With General Data Protection Regulation (GDPR) in effect since May, regulators have clamped down on how organisations use and store customer data, writes Bundeep Singh Rangar, PremFina chief executive.

GDPR places legal obligations and pressures on organisations to maintain records of personal data and the manner in which such data is accessed and processed. This framework places more legal liability on organisations should any private customer data be breached. How then, can organisations ensure they don’t fall foul of GDPR? 


Blockchain holds the key – literally.

While many participants in the insurance industry are either reluctant to embrace the technology or are taking a “wait and see” approach, some have begun to accept it as a good and valuable development and an inevitable way of the future.

At BIBA’s flagship conference in Manchester in May, I held a fringe session called “The Disruptive Potential of Insurance on the Blockchain,” during which the question was posed as to how the implementation of GDPR will affect the adoption of blockchain technology. Citing the example of an insurance broker, the security and safety of a policyholder’s stored information was raised.

Blockchain technology, above all else, exemplifies transparency, immutability, and security. Human error aside, it holds the promise of minimising, if not removing, the likelihood of a data breach.

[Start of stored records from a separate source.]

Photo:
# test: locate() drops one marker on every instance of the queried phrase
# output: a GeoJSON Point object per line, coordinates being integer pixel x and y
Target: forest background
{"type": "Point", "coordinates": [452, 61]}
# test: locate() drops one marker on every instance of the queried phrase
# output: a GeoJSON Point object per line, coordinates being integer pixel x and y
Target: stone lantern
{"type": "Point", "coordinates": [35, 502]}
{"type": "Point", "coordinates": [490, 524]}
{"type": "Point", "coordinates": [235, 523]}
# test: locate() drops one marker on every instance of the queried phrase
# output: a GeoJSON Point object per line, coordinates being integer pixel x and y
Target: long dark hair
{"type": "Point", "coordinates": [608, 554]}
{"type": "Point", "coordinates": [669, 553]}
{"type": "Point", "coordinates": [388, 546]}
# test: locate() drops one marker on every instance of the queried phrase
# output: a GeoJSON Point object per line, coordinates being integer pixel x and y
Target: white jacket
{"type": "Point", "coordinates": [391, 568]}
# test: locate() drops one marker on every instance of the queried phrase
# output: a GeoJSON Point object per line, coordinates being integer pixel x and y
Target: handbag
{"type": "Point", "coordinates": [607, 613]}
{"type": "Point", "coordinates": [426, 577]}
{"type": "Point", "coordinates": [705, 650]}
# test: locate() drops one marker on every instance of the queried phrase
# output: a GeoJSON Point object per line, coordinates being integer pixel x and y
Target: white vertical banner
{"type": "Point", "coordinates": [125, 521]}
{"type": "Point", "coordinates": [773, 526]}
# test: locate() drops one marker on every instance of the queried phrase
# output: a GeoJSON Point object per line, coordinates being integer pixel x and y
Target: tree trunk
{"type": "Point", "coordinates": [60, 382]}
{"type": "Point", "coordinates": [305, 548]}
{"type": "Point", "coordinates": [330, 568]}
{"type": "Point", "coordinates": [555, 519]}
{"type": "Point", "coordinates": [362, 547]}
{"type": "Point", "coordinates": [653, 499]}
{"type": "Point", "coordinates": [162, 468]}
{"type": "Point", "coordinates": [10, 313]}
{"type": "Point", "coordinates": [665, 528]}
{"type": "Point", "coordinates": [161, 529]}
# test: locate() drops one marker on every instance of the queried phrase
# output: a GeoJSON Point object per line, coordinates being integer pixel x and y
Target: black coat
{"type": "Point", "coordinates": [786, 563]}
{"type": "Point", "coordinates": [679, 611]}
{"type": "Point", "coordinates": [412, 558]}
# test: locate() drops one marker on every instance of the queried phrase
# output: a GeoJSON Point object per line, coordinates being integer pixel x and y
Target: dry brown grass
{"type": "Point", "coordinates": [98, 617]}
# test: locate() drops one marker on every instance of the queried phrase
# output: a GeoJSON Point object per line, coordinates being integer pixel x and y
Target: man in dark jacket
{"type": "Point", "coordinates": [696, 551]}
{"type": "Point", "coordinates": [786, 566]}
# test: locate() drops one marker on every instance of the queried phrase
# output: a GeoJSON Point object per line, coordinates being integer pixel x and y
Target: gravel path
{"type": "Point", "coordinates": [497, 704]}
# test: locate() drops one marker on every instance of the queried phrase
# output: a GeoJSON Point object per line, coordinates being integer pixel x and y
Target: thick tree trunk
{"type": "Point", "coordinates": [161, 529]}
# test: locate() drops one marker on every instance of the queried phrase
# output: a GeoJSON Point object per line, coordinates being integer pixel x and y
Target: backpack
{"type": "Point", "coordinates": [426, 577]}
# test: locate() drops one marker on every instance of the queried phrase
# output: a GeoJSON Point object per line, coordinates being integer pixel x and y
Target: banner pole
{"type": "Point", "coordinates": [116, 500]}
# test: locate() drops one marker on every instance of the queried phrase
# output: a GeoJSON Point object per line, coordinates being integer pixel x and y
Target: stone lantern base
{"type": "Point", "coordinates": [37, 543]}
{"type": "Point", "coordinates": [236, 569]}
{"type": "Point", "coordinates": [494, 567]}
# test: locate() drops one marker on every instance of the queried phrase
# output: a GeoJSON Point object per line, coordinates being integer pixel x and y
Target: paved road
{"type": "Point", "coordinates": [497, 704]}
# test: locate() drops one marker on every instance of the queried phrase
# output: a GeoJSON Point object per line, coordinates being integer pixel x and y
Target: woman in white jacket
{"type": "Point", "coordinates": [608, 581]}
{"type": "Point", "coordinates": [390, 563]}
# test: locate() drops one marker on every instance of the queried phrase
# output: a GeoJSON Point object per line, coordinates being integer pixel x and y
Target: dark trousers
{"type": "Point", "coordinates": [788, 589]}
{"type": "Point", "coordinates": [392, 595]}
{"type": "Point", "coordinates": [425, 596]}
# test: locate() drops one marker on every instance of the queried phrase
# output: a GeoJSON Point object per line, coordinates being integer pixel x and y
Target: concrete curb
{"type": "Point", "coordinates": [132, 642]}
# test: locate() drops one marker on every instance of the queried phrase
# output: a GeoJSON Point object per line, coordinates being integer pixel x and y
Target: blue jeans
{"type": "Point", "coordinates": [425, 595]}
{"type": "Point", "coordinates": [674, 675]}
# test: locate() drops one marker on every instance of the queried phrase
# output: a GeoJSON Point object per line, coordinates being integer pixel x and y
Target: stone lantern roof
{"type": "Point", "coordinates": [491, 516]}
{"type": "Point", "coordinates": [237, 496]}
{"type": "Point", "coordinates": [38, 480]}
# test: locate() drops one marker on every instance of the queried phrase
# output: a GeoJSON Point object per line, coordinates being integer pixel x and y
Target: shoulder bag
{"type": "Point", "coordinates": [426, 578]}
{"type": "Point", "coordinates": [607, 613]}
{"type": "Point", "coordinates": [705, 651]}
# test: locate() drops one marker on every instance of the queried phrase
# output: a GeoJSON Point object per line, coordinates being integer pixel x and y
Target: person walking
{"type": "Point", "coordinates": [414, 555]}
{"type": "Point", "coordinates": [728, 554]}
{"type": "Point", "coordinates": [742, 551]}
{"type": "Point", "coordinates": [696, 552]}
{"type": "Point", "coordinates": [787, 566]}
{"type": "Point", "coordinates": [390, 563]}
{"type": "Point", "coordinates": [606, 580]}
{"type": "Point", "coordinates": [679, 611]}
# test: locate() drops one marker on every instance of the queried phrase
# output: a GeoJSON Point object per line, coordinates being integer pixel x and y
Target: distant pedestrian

For starters, it’s important to explain how data is shared on the blockchain. In order to access and transmit any information or customer data, a person needs to have two keys, a public key and a private key. These keys are comprised of unique alphanumeric strings used to safely secure, store and transfer data.

Both an organisation and a customer would have a set of keys. The keys are used in tandem with one another but serve different purposes. The public key is like an electronic address that’s open and visible to all to allow for the sharing of information and data. The private key is unique to the individual and the organisation. A private key is never shared and is only to be used by the keyholder.

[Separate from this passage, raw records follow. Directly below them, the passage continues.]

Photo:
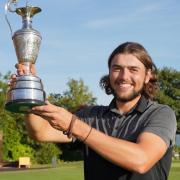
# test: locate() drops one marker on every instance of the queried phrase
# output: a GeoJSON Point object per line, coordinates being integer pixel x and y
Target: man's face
{"type": "Point", "coordinates": [127, 77]}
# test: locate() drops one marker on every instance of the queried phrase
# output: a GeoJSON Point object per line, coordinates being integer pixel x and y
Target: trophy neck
{"type": "Point", "coordinates": [27, 13]}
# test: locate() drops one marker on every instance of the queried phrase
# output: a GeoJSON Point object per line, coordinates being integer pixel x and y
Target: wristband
{"type": "Point", "coordinates": [68, 132]}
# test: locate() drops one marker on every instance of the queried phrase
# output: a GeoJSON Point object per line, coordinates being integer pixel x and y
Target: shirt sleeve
{"type": "Point", "coordinates": [162, 122]}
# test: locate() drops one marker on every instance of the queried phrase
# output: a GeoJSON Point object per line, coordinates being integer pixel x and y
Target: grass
{"type": "Point", "coordinates": [66, 171]}
{"type": "Point", "coordinates": [175, 171]}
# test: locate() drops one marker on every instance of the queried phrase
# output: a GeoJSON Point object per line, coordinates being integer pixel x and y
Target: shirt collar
{"type": "Point", "coordinates": [140, 106]}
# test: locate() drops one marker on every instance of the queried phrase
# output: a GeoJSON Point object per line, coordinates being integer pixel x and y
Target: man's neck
{"type": "Point", "coordinates": [125, 107]}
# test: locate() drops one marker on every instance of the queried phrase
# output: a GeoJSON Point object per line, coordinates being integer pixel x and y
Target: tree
{"type": "Point", "coordinates": [76, 96]}
{"type": "Point", "coordinates": [169, 83]}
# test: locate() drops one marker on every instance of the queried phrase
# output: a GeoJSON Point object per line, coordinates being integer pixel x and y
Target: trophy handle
{"type": "Point", "coordinates": [9, 8]}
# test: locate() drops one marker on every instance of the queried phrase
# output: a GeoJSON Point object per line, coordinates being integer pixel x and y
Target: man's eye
{"type": "Point", "coordinates": [133, 69]}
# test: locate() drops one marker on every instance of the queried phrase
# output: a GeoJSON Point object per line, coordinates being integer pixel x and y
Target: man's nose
{"type": "Point", "coordinates": [124, 73]}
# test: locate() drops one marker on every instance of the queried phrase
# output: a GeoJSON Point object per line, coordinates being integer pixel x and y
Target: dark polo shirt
{"type": "Point", "coordinates": [146, 116]}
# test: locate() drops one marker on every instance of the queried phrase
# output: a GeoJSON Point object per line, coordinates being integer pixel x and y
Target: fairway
{"type": "Point", "coordinates": [66, 171]}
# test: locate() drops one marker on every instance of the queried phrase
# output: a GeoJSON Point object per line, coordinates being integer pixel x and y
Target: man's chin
{"type": "Point", "coordinates": [126, 98]}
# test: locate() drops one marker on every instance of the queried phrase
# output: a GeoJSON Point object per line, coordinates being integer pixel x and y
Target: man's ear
{"type": "Point", "coordinates": [148, 76]}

When it comes to sharing data, a user’s public key and private key encrypt the information being passed along while the recipient’s private key and sender’s public key decrypt it. The sender can encrypt files that they can be sure will only be decrypted by the intended party.

For example, in the case of an insurance broker and policyholder, the policyholder would have two keys: a public key and a private key. The broker would have access to the policyholder’s public key in order to be able to send them information. In order for the policyholder to be able to access or open that information the broker has sent across, however, they will need their private key. The same logic applies for information sent vice versa by the policyholder to the broker.

How secure are they keys themselves? It’s impossible to work out what someone’s private key is based on a public key. Therefore, a user can send their public key to anyone without worrying if someone can access their private key. Their information will remain safely stored. The organisation or broker is left not having to worry about a data breach or falling foul of GDPR and regulators.

Any unauthorised persons trying to access personal information would fail to do so as they would need to have permission from both keyholders to do so. Further, individuals owning their private key can select which third parties are given access to the personal information. That essentially makes it very compliant with GDPR.

In addition, with public-key cryptography, a digital signature is also produced that authenticates and validates the data shown. This is done through the combination of a user’s’ private key along with the data they wish to sign via a mathematical algorithm. Since the actual data itself is part of the digital signature, the network will not recognize it as valid if any part of it is altered or corrupted. Even the slightest modification of the data remodels the entire signature, rendering it as false.

Any potential attempts to breach a customer’s stored data would, therefore, also be picked up on the blockchain and visible to the broker and policyholder.

Blockchain holds the key to making GDPR compliance simple and easy for both brokers and insurers - make sure you hold on to yours.